- Born: Perth, Western Australia
- Education: University of Western Australia
- Occupations: Writer; translator;
- Notable work: Seven Terrors (English translation)
- Awards: Science Fiction & Fantasy Translation Awards (2013 shortlist)

= Coral Petkovich =

Australian writer and translator

Coral Petkovich is an Australian writer of biographies and a translator of both Bosnian and Croatian to English.

Her 2012 translation of Selvedin Avdić's 2010 book Seven Terrors was shortlisted for the Science Fiction & Fantasy Translation Awards in 2013.

== Early life and education ==
Petkovich was born in Perth to mother May Watson.
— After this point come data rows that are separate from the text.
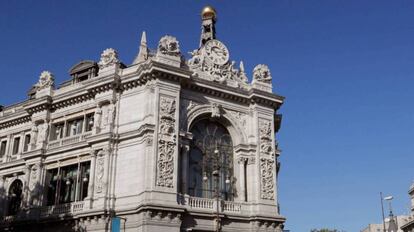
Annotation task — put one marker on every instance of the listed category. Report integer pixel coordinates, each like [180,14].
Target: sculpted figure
[215,110]
[43,131]
[109,57]
[33,135]
[169,45]
[261,73]
[46,80]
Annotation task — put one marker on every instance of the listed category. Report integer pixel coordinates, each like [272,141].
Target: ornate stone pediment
[46,80]
[168,45]
[109,57]
[211,62]
[261,73]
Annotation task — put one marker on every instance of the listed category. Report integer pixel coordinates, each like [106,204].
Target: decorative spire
[208,30]
[143,50]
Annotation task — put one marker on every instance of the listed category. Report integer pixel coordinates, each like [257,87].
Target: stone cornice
[16,120]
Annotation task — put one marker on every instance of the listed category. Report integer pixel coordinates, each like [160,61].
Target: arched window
[15,197]
[211,161]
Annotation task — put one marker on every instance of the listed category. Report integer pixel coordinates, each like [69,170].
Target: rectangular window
[74,127]
[68,184]
[89,122]
[16,144]
[3,148]
[26,142]
[56,131]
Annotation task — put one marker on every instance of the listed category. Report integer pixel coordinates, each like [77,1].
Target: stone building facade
[166,143]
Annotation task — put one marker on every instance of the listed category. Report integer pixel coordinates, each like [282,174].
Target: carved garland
[166,143]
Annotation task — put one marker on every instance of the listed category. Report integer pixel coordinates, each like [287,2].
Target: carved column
[2,195]
[91,183]
[97,120]
[242,174]
[27,169]
[166,143]
[184,168]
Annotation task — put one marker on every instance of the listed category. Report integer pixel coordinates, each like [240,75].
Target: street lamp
[391,224]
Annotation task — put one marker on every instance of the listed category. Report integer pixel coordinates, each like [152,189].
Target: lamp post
[382,208]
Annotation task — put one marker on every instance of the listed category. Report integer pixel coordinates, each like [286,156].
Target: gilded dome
[208,12]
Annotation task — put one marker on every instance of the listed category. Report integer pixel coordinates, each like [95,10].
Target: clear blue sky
[345,67]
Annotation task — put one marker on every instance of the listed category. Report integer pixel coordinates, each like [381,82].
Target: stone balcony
[69,140]
[53,211]
[63,209]
[212,205]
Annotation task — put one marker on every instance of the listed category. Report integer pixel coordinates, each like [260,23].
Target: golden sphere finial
[208,12]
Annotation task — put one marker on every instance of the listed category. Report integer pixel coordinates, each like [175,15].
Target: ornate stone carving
[42,134]
[241,118]
[186,106]
[265,133]
[261,73]
[97,118]
[166,143]
[191,105]
[33,136]
[279,228]
[100,171]
[266,160]
[251,160]
[34,177]
[211,62]
[46,80]
[168,45]
[242,160]
[215,110]
[266,174]
[109,57]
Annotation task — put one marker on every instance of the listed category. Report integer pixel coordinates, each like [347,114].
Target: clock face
[216,51]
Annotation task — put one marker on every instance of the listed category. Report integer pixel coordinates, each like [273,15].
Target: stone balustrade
[69,140]
[211,204]
[68,208]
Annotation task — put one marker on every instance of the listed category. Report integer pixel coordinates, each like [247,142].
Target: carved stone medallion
[169,45]
[109,57]
[261,73]
[46,79]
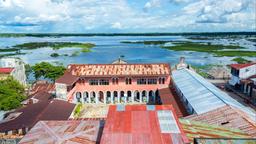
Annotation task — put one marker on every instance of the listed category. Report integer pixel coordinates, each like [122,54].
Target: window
[161,80]
[93,82]
[115,80]
[128,81]
[141,81]
[104,82]
[152,81]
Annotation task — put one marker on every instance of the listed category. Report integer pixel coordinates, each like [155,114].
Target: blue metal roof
[202,95]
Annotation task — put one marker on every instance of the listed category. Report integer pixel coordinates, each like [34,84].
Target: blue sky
[97,16]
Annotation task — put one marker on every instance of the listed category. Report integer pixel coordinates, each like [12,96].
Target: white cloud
[107,15]
[116,25]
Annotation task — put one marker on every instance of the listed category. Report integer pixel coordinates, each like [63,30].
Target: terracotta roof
[240,66]
[64,132]
[6,70]
[227,116]
[67,78]
[57,110]
[142,124]
[195,129]
[119,69]
[44,110]
[169,98]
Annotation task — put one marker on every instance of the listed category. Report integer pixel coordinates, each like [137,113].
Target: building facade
[13,67]
[113,83]
[244,80]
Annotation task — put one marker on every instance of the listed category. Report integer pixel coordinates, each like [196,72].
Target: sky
[123,16]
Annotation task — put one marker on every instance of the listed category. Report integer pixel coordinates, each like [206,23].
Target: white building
[241,71]
[17,67]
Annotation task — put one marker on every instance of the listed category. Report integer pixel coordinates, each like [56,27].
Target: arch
[115,96]
[163,80]
[122,97]
[151,96]
[144,96]
[78,96]
[93,97]
[101,96]
[157,97]
[129,96]
[108,97]
[86,97]
[137,96]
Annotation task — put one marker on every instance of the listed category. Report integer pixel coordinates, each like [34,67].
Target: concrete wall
[247,72]
[61,91]
[19,68]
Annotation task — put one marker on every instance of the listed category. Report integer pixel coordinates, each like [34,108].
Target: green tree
[11,94]
[47,70]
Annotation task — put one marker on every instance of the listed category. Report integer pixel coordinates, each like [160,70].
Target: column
[82,97]
[125,97]
[112,98]
[89,97]
[97,97]
[140,97]
[118,97]
[105,98]
[132,96]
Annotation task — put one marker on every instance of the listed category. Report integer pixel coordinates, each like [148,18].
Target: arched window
[78,96]
[128,81]
[115,80]
[163,80]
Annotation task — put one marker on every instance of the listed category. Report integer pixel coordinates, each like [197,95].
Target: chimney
[182,60]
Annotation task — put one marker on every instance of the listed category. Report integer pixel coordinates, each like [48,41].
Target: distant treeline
[127,34]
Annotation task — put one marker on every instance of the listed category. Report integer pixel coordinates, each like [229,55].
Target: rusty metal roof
[229,117]
[196,129]
[168,96]
[142,124]
[64,132]
[119,69]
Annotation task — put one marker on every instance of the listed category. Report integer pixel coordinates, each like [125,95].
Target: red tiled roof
[31,114]
[6,70]
[141,124]
[64,132]
[227,116]
[67,78]
[119,69]
[240,66]
[168,98]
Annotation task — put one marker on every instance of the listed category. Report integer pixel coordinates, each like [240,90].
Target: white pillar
[140,97]
[82,97]
[105,98]
[132,96]
[97,97]
[125,97]
[112,97]
[118,97]
[89,97]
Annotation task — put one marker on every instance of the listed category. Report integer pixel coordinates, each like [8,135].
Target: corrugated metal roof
[229,117]
[195,129]
[141,124]
[202,95]
[64,132]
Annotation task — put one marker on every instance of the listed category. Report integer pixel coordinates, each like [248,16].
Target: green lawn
[11,94]
[55,45]
[215,49]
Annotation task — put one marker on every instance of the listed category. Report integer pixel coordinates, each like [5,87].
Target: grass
[54,55]
[78,109]
[146,42]
[215,49]
[241,60]
[54,45]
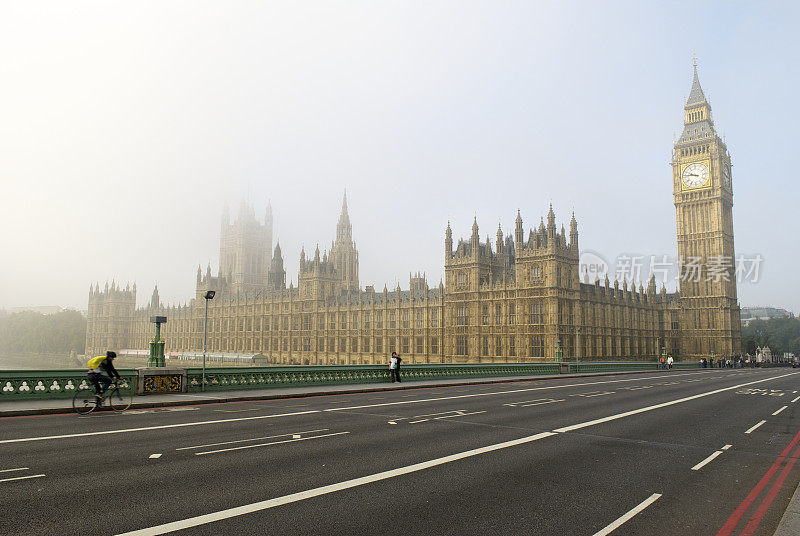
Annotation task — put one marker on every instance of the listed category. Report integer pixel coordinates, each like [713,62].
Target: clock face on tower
[695,175]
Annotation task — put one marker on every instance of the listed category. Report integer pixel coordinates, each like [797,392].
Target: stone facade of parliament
[516,298]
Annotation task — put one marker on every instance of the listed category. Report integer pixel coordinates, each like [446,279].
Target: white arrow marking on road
[616,524]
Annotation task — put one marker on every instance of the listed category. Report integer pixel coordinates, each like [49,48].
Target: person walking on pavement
[394,367]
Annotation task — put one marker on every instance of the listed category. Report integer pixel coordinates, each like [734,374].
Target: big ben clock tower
[703,195]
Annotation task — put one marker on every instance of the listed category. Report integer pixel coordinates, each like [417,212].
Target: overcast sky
[126,128]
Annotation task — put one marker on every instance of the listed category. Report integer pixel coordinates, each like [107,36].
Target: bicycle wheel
[84,401]
[121,397]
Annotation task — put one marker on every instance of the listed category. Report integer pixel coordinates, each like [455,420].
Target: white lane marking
[241,510]
[754,427]
[302,495]
[662,405]
[268,444]
[15,469]
[528,403]
[160,427]
[595,393]
[251,439]
[707,460]
[461,414]
[20,478]
[619,522]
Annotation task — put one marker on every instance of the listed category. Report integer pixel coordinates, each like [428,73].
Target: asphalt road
[672,453]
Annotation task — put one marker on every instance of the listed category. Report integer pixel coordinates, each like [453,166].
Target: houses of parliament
[511,299]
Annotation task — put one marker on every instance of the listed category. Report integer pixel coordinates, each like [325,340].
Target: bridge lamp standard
[209,295]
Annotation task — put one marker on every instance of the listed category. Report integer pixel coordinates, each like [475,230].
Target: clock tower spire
[703,197]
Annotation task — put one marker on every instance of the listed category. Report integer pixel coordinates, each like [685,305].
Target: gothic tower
[343,253]
[245,250]
[277,274]
[703,196]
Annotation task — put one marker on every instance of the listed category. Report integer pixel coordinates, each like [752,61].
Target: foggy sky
[126,128]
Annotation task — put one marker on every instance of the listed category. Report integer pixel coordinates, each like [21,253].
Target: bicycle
[119,395]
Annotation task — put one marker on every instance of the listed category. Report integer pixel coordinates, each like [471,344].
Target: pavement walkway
[64,405]
[789,525]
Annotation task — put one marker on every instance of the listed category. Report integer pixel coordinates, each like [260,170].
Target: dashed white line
[754,427]
[248,440]
[619,522]
[529,403]
[302,495]
[15,469]
[268,444]
[20,478]
[664,405]
[159,427]
[707,460]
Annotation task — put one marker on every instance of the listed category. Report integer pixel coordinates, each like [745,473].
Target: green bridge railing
[223,378]
[57,383]
[42,384]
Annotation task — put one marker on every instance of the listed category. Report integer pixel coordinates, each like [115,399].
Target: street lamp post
[209,295]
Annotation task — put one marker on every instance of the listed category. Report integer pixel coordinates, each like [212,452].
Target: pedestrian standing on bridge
[394,372]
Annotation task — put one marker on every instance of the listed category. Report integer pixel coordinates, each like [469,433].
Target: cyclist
[97,367]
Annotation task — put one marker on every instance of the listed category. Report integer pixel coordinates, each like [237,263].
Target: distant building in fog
[515,299]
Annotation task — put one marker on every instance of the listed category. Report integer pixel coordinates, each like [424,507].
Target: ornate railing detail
[25,384]
[228,378]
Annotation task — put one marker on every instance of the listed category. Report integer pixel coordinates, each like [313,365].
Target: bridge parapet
[30,384]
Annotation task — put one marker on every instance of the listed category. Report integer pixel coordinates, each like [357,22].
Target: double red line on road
[754,522]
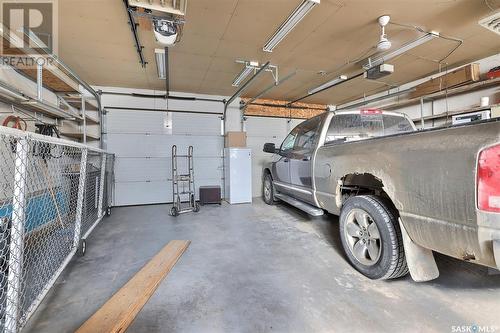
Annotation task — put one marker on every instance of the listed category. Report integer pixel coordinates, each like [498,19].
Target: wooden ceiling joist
[279,109]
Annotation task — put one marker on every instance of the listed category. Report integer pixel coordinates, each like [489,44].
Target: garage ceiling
[96,41]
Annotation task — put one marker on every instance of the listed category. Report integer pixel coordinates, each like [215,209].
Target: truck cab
[292,166]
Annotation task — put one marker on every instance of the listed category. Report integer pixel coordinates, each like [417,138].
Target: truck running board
[309,209]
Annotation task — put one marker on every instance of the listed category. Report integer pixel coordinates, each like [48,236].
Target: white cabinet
[238,175]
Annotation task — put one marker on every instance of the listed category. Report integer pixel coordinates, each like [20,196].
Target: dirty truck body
[426,180]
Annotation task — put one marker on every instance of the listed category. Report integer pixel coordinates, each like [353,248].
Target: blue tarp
[40,209]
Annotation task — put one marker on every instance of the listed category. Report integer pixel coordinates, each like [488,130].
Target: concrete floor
[255,268]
She studied at the University of Western Australia.

== Career ==
Petkovich has written two biographies, her first being Ivan, From the Adriatic to Pacific published in 2009 by Glass House books is a memoir of Croatian man Ivan Antulich who grew up during World War I. Her second book, May's Story, published in 2016, is a biography of her mother's life.

She has also translated two novels from Bosnian and Croatian into English: Seven Terrors by Selvedin Avdić and Hair Everywhere by Tea Tulić.

Her translation of Seven Terrors was shortlisted for the Science Fiction & Fantasy Translation Awards in 2013 and longlisted for the International Dublin Literary Award in 2013.

== Personal life ==
Petkovich lives in Perth, Western Australia.